The Judge denied the motion for conditional certification in the lawsuit which charged the employer has misclassified the Managers as exempt. The Judge also granted the motion to strike the opt-in notices signed by plaintiffs who worked outside of Massachusetts. In so doing, the Judge relied on the US Supreme Court’s decision in Bristol-Myers Squibb Co. v. Superior Court of California, San Francisco County.
The Judge observed that she had “serious concerns regarding the implications of the ruling on the future of FLSA collective actions.” She did, however, need to follow the precedent established by the highest Court in the country. That holding, the Bristol-Myers Squibb case, held that in a class action, a California court did not have jurisdiction over plaintiffs who lived elsewhere because there was an insufficient connection between those plaintiffs and the State of California. Herein, as the named plaintiff could not demonstrate that there was a connection between the activities of the steakhouse in Massachusetts and those locations elsewhere, the Court had no jurisdiction over them.

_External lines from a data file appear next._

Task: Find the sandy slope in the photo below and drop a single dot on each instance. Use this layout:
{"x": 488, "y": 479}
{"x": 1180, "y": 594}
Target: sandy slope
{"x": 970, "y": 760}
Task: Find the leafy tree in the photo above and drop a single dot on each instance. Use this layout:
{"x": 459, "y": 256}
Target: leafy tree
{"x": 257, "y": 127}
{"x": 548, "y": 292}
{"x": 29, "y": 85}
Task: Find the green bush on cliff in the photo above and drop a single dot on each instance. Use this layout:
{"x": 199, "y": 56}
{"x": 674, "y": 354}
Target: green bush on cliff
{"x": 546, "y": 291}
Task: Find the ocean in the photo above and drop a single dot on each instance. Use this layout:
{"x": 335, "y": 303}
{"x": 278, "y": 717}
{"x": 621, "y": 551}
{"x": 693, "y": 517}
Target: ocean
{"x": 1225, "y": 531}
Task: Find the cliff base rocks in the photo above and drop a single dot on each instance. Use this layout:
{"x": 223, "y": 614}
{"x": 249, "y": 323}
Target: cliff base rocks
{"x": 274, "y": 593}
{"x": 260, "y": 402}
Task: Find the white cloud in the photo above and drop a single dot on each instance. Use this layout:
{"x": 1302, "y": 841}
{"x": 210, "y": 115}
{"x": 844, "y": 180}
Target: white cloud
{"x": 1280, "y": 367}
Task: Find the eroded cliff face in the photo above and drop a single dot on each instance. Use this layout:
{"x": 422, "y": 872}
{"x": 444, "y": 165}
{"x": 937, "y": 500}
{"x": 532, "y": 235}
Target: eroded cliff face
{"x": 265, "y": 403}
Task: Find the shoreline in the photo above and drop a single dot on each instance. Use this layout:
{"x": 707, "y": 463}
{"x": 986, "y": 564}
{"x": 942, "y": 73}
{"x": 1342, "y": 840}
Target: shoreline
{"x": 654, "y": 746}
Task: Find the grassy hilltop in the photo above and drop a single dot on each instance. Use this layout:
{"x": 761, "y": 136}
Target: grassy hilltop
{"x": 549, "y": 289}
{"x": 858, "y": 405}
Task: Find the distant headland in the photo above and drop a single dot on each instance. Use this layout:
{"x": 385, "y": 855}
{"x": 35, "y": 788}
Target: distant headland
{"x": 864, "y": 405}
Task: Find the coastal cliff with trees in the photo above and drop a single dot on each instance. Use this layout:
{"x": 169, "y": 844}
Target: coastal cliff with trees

The Judge also concluded that was an insufficient basis for a class action because the named Plaintiff had not shown he was similar to others. His affidavit was very localized in geographical scope. Therefore, the Court ruled that he had not sustained the burden of showing similarity and it could not be done “on plaintiff’s representations alone.” As the Court aptly put it, “to allow a putative collective action to proceed to the notice stage on the basis of one named plaintiff’s affidavit, without supporting documentation relevant to Massachusetts locations, pushes an already ‘low’ burden significantly lower.”
The Takeaway
This is a very interesting legal turn, down the path, for a change, of the employer. Hopefully, it will be a trend. I wonder if it will make the plaintiff’s bar more reasonable in their often inflated settlement demands.